The Prägnanz principle can be seen
as the fundamental of
the Gestalt principles.
Humans are born with a love of simplicity, clarity, and orderliness. We always like things that are easy to grasp, and tend to stay away from things that are troublesome. This mechanism of action helps us to spend less brain and time to perceive a problem, and importantly, we are not surprised when looking at it.
This principle applies when drawing wireframes for websites. Just need simple shapes to describe the location of the content, we can imagine what the website layout is, right?
6. Closure principle
When an object has an incomplete
or incomplete shape, the human eye tends to
finish the rest
and fill in the gaps,
by imagining lines,
colors or patterns
appearing in the space. around the object.

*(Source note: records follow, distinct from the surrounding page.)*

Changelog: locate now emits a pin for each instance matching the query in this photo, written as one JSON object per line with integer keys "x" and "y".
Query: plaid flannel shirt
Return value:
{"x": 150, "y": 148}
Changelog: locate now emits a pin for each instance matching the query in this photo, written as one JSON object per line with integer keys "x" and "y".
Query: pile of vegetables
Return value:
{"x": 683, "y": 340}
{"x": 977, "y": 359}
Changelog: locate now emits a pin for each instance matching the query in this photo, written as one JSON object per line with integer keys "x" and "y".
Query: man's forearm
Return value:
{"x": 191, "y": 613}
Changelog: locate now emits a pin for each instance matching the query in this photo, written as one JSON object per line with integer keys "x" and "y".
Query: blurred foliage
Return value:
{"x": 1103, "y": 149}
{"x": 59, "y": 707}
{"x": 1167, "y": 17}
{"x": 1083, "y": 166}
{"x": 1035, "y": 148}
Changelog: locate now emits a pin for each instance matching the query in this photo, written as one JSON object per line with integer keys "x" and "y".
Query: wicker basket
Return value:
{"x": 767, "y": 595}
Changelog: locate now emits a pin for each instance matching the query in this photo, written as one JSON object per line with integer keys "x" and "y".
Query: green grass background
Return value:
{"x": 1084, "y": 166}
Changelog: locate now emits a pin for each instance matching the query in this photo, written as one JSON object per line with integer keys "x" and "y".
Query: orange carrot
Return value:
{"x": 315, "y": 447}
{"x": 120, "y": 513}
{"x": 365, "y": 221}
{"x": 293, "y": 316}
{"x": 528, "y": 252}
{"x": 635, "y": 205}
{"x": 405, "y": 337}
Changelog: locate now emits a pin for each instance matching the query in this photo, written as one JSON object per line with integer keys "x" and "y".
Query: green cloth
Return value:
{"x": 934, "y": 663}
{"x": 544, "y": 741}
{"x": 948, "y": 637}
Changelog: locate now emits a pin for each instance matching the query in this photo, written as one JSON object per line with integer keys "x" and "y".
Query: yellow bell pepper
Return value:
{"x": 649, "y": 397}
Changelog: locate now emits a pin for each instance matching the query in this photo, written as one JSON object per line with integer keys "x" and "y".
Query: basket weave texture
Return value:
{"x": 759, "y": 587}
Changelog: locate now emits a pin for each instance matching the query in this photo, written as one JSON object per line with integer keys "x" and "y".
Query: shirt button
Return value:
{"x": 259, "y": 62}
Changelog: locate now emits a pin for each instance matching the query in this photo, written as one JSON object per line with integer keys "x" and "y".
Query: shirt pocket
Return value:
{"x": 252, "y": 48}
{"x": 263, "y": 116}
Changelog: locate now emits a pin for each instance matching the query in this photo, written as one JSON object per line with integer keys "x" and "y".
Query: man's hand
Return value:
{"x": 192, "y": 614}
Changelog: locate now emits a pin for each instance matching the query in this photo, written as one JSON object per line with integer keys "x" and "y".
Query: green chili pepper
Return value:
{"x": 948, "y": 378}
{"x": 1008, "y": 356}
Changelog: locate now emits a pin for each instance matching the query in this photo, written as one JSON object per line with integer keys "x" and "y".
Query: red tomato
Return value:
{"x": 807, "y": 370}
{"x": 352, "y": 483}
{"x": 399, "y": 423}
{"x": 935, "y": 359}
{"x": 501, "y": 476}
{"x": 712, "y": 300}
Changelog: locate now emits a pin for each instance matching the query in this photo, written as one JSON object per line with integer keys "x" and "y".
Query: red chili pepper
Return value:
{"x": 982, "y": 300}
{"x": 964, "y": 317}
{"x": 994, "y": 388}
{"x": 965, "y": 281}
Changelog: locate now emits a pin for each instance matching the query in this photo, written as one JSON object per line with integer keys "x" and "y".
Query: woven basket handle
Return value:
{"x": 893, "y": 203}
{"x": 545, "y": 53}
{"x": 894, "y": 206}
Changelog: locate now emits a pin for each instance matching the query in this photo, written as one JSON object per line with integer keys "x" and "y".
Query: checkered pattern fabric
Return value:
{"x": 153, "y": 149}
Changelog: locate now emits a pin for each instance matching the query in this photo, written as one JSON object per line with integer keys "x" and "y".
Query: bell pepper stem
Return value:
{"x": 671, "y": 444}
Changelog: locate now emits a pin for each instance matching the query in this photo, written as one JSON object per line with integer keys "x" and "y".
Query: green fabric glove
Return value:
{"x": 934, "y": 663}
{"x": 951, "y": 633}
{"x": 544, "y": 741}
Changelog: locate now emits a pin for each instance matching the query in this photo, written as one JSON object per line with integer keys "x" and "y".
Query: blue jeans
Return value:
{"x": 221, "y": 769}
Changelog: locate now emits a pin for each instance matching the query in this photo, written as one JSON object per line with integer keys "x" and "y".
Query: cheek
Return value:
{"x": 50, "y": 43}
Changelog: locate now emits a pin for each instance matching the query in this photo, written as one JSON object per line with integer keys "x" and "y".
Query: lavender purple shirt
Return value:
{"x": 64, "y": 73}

The bear in the WWF logo, was intentionally incompletely drawn, but the human eye “tried” to complete it with white space around the logo, as the closure principle explains.
The key point of this principle, is that you only need to show enough essential properties of a subject, the remaining defective elements will be automatically added by the brain.
7. Common Fate
Objects will have a close relationship
if they are going in a certain direction.
Please note that you don’t have to make them actually move (like in the animation), but just have a signal, to know that they’re moving to the same destination (draw arrows as shown in Fig. examples below).
8. Figure-ground principle
By nature, the human eye has the ability to
separate what is the subject (main) and
what is the background (secondary) behind
when looking at a photo.
The degree of stability/unstable of the sub-principle, depending on how easily the object and the background are recognizable.
The image on the left is a popular example of the instability of this principle. It gives the viewer a feeling, from only one photo, but gives many different interpretations at the same time (2 faces and a lamp). As for the two photos on the right, people will quickly recognize which is the main subject and which is the secondary background.
Then later, if you want to make the main body stand out and catchy, increase the contrast between the main and the secondary. Avoid the case of “brain hacking” viewers, by making them not know what is the main-sub when looking at it.
As with any psychological discipline, learning how to incorporate the principles of gestalt into your design work enhances the user experience effect. Understanding how the brain works and harnessing natural human instincts makes it easier for users to interact, even if it’s just their first visit to your site.
Gestalt principles are easy to integrate into any design and can quickly elevate a cluttered design or a struggling design to a design that has a natural interaction. , seamlessly direct the user to the action you want.
In design, visual hierarchy delineates the position and hierarchy of different elements making them more important than the rest. Gestalt principles again profoundly influence this visual hierarchy.
Gestalt theory explains how the human brain processes information about relationships and hierarchies in design and images based on criteria such as similarity, proximity, and proximity. side) and closure (the principle of closure).